Given that the 21st term is the first term, the 37th term is the second term, and the 65th term is the third term, then we can set up the following equations:
a21 = a1 + 20d --- (1)
a37 = a1 + 36d --- (2)
a65 = a1 + 64d --- (3)
Now let's consider an exponential sequence where each term is related to the previous term by a constant ratio, 'r':
an = a1 * r^(n-1)
Here, 'an' represents the nth term, 'a1' is the first term, 'n' is the position of the term, and 'r' represents the common ratio.
Since the 21st, 37th, and 65th terms of the linear sequence are consecutive terms of the exponential sequence, we can write the following relationships:
a21 = a1 * r^20 --- (4)
a37 = a1 * r^36 --- (5)
a65 = a1 * r^64 --- (6)
Our goal is to show that the common ratio, 'r', is equal to 7/4. To do this, we can compare the given equations.
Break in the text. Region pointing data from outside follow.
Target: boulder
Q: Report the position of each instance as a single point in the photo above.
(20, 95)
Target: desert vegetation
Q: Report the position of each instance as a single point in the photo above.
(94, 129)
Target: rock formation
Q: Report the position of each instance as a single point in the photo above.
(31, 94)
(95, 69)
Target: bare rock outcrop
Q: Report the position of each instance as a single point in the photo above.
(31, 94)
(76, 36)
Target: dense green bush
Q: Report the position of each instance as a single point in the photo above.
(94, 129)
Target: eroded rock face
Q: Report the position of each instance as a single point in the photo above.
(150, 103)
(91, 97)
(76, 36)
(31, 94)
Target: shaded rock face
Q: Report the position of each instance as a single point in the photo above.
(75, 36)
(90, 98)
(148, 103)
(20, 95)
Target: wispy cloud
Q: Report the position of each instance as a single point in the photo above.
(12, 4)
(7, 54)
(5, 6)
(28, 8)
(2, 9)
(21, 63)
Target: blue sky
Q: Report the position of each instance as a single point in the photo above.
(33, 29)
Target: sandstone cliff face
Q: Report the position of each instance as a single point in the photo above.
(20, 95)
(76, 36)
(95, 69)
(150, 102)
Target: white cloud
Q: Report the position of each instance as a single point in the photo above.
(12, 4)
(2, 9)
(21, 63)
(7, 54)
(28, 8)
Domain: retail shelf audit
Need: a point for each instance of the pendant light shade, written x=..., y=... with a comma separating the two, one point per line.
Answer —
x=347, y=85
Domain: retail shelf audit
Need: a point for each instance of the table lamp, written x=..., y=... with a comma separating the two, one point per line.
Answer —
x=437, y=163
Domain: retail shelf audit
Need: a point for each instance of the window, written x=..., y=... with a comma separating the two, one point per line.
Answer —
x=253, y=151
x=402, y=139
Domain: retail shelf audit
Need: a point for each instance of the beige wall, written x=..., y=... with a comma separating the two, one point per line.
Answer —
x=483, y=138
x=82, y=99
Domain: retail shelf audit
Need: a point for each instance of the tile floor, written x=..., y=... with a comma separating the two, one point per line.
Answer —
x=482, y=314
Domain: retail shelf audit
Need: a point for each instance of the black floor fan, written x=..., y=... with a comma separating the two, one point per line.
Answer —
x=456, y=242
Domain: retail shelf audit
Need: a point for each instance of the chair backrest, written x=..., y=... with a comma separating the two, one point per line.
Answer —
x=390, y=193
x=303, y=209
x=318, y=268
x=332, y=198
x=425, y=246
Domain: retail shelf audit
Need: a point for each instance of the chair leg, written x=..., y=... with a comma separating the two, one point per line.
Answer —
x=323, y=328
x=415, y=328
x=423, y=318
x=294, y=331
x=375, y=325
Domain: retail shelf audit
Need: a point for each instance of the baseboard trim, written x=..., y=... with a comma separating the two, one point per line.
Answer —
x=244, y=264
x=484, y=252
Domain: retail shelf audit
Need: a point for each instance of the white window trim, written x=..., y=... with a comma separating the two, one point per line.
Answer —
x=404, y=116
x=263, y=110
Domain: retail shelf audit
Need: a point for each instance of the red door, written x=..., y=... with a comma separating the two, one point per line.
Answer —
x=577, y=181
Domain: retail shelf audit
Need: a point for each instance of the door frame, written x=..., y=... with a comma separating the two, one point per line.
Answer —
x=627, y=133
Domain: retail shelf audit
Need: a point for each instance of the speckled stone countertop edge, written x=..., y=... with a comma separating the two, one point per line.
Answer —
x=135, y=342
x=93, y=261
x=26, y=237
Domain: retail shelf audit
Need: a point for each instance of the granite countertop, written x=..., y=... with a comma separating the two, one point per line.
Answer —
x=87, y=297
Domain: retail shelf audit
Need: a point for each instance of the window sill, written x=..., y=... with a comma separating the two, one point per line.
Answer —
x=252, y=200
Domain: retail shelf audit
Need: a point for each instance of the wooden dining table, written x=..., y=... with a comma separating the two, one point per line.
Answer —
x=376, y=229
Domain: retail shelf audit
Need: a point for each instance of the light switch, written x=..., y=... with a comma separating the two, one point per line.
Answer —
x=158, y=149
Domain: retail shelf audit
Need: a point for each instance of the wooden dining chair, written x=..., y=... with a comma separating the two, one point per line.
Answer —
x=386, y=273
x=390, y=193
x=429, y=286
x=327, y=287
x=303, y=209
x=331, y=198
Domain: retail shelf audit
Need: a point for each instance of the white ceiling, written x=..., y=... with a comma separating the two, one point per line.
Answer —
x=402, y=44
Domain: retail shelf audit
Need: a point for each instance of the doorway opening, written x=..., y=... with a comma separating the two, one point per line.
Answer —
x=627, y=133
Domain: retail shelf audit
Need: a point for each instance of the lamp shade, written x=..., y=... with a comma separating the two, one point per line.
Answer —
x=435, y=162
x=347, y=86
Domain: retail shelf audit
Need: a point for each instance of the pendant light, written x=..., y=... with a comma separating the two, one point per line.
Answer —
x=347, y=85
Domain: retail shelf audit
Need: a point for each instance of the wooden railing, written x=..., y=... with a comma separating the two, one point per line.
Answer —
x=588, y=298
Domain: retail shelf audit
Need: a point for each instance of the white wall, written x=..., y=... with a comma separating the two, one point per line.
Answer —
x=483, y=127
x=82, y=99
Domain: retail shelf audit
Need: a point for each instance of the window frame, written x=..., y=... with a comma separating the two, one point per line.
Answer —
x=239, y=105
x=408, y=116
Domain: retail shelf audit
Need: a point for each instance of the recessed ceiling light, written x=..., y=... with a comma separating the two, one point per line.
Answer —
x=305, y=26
From equations (1) and (4), we have:
a1 + 20d = a1 * r^20
Rearranging the equation, we get:
r^20 = (a1 + 20d) / a1
Similarly, from equations (2) and (5), we have:
r^36 = (a1 + 36d) / a1
And from equations (3) and (6), we have:
r^64 = (a1 + 64d) / a1
Now, let's compare the equations to find a relationship between them.
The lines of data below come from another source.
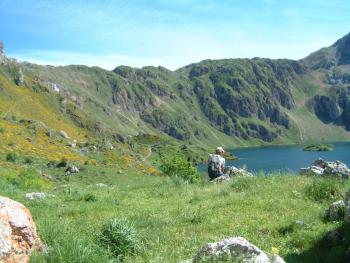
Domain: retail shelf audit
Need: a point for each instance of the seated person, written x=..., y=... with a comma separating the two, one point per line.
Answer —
x=216, y=164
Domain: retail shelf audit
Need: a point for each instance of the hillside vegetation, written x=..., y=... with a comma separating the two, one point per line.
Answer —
x=234, y=102
x=136, y=136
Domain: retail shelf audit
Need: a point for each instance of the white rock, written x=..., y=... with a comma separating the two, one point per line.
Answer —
x=35, y=195
x=232, y=250
x=18, y=236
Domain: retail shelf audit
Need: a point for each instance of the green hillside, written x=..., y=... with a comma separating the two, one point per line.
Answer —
x=233, y=102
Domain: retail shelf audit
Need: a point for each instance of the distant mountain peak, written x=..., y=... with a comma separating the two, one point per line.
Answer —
x=335, y=55
x=343, y=50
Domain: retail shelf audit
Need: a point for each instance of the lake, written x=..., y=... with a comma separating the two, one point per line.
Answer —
x=284, y=158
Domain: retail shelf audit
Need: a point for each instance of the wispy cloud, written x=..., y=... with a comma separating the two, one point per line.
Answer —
x=170, y=33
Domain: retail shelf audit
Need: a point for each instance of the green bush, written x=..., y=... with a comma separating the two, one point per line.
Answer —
x=62, y=163
x=11, y=157
x=120, y=237
x=28, y=160
x=177, y=166
x=90, y=198
x=322, y=189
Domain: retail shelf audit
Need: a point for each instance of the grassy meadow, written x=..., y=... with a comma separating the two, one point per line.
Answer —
x=172, y=219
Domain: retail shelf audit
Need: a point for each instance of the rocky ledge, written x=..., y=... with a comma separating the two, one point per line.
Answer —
x=235, y=249
x=325, y=168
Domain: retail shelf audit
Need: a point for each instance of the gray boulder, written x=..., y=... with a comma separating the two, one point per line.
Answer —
x=35, y=195
x=325, y=168
x=336, y=211
x=64, y=134
x=18, y=235
x=236, y=249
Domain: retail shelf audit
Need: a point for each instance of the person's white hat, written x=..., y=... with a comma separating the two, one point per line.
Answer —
x=220, y=149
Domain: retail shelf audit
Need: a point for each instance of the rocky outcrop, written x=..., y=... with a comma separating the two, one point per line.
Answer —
x=231, y=172
x=64, y=134
x=35, y=195
x=18, y=236
x=326, y=108
x=324, y=168
x=72, y=169
x=236, y=249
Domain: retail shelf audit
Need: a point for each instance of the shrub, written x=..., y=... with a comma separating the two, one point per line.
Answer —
x=62, y=163
x=177, y=166
x=323, y=189
x=28, y=160
x=11, y=157
x=90, y=198
x=120, y=237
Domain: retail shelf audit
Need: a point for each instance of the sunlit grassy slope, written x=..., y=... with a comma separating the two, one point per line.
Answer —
x=175, y=219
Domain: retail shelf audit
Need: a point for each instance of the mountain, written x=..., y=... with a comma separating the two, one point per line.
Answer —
x=231, y=102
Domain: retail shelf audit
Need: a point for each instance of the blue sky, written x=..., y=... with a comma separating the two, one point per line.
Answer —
x=174, y=33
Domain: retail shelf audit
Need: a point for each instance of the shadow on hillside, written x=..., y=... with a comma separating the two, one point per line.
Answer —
x=334, y=249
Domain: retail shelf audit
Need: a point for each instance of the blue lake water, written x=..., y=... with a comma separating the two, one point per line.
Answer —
x=284, y=158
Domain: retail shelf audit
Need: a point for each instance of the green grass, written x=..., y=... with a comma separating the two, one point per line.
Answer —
x=173, y=218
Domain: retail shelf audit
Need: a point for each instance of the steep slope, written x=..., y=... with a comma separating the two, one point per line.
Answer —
x=333, y=65
x=233, y=102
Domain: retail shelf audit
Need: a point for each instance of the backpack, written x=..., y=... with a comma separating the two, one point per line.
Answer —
x=214, y=166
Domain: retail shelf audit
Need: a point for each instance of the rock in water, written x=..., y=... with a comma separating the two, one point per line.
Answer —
x=18, y=236
x=35, y=195
x=324, y=168
x=236, y=249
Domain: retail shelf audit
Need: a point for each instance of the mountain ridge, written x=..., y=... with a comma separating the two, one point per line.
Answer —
x=234, y=102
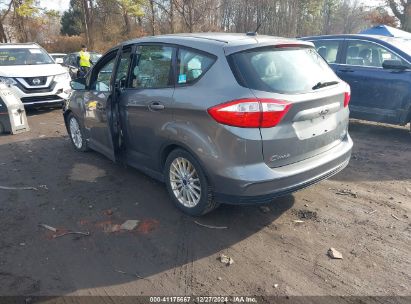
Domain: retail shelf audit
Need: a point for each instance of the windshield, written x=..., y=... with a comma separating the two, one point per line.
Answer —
x=282, y=70
x=402, y=44
x=94, y=57
x=58, y=56
x=24, y=56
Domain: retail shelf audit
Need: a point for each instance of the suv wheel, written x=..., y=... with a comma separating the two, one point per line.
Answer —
x=76, y=133
x=187, y=184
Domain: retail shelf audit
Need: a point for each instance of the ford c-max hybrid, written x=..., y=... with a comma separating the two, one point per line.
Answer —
x=220, y=118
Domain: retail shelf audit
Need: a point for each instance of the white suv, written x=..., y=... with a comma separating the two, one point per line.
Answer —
x=32, y=75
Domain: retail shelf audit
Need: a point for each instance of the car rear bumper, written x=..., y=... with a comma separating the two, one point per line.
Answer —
x=267, y=183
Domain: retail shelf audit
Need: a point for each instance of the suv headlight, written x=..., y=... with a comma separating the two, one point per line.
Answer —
x=62, y=77
x=7, y=81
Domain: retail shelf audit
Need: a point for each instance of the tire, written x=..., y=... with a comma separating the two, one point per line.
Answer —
x=76, y=133
x=187, y=184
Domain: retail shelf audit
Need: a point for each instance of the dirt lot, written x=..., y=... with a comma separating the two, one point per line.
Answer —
x=363, y=212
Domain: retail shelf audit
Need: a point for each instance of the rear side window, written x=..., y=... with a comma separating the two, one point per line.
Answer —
x=281, y=70
x=328, y=49
x=192, y=65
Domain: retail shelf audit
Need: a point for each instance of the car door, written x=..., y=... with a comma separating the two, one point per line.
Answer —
x=377, y=94
x=98, y=106
x=146, y=104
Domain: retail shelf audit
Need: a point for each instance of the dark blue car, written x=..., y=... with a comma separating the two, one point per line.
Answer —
x=377, y=68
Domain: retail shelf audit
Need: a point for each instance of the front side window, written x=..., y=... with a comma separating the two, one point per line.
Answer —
x=363, y=53
x=24, y=56
x=123, y=68
x=103, y=76
x=328, y=49
x=281, y=70
x=192, y=65
x=152, y=68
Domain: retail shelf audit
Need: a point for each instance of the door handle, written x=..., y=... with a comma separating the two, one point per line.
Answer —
x=156, y=106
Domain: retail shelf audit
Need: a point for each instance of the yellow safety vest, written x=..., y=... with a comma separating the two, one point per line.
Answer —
x=85, y=59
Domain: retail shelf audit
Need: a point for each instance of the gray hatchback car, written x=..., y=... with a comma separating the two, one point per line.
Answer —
x=220, y=118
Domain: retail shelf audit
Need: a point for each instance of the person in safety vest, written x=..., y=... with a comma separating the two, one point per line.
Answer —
x=84, y=61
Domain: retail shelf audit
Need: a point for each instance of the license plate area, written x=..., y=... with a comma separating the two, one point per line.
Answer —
x=315, y=127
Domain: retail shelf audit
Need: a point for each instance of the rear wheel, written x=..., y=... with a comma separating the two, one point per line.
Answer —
x=187, y=184
x=76, y=133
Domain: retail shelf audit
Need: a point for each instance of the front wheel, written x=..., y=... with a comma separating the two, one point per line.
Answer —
x=76, y=133
x=187, y=184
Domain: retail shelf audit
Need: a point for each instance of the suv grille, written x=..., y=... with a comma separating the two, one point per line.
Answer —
x=41, y=99
x=36, y=81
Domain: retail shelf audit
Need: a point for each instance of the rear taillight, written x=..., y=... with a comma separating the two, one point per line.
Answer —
x=347, y=96
x=250, y=113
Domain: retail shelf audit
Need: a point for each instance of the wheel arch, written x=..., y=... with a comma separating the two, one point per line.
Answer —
x=171, y=146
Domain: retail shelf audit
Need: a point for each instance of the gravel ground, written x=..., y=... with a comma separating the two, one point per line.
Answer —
x=279, y=249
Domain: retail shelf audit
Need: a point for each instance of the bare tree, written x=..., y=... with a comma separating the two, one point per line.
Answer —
x=402, y=10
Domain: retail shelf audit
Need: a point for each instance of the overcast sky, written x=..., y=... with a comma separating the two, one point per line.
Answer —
x=62, y=5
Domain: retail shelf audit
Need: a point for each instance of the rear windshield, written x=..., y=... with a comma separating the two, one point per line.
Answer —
x=24, y=56
x=281, y=70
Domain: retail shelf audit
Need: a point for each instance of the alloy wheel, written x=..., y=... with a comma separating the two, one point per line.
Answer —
x=185, y=182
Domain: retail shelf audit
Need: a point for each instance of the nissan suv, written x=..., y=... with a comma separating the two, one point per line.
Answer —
x=32, y=75
x=220, y=118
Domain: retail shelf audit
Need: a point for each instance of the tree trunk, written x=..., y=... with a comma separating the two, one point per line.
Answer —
x=88, y=24
x=153, y=28
x=406, y=22
x=3, y=36
x=126, y=23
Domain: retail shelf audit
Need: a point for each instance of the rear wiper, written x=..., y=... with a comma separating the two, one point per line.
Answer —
x=320, y=84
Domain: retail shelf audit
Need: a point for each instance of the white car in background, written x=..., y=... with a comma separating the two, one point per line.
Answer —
x=58, y=57
x=32, y=76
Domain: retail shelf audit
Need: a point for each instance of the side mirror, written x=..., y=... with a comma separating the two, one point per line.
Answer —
x=394, y=65
x=78, y=84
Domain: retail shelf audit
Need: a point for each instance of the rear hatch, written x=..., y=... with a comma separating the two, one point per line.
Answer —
x=312, y=100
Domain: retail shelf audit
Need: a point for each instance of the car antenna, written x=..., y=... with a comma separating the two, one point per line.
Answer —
x=255, y=33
r^20 = (a1 + 20d) / a1 --- (7)
r^36 = (a1 + 36d) / a1 --- (8)
r^64 = (a1 + 64d) / a1 --- (9)
Taking equation (7) and raising it to the power of 16 (since 20*16 = 320), we get:
(r^20)^16 = [(a1 + 20d) / a1]^16
Simplifying, we have:
r^320 = [(a1 + 20d) / a1]^16
Similarly, taking equation (8) and raising it to the power of 9 (since 36*9 = 324), we get:
(r^36)^9 = [(a1 + 36d) / a1]^9
Simplifying, we have:
r^324 = [(a1 + 36d) / a1]^9
Finally, taking equation (9) and raising it to the power of 5 (since 64*5 = 320), we get:
(r^64)^5 = [(a1 + 64d) / a1]^5
Simplifying, we have:
r^320 = [(a1 + 64d) / a1]^5
Comparing the equations, we can see that r^320 is common in all three equations, and simplifying these equations confirms that:
[(a1 + 20d) / a1]^16 = [(a1 + 36d) / a1]^9 = [(a1 + 64d) / a1]^5
Now, since [(a1 + 20d) / a1]^16 = [(a1 + 36d) / a1]^9, we can write:
[(a1 + 20d) / a1]^16 / [(a1 + 36d) / a1]^9 = 1
Simplifying this expression, we get:
(a1 + 20d)^16 / (a1 + 36d)^9 = 1
Taking the 9th root of both sides, we have:
[a1 + 20d) / (a1 + 36d)]^(16/9) = 1
Since anything raised to the power of zero equals 1, we can say:
[a1 + 20d) / (a1 + 36d)]^(16/9) = [(a1 + 64d) / a1) / [(a1 + 64d) / a1]
Which simplifies to:
[a1 + 20d) / (a1 + 36d)]^(16/9) = 1
This equation holds true when the numerator and denominator are equal to each other:
a1 + 20d = a1 + 36d
Canceling out the common terms, we get:
4d = 0
Since 'd' represents the common difference of a linear sequence, this equation implies that the common difference is zero. However, in a linear sequence, a common difference of zero would mean that all terms in the sequence are equal, which contradicts the fact that terms 21, 37, and 65 are different.
Therefore, our conclusion is that the 21st, 37th, and 65th terms of a linear sequence cannot be consecutive terms of an exponential sequence with a common ratio of 7/4, as there exists no solution that satisfies the given conditions.
which sequence?
I can easily show that in general they are not.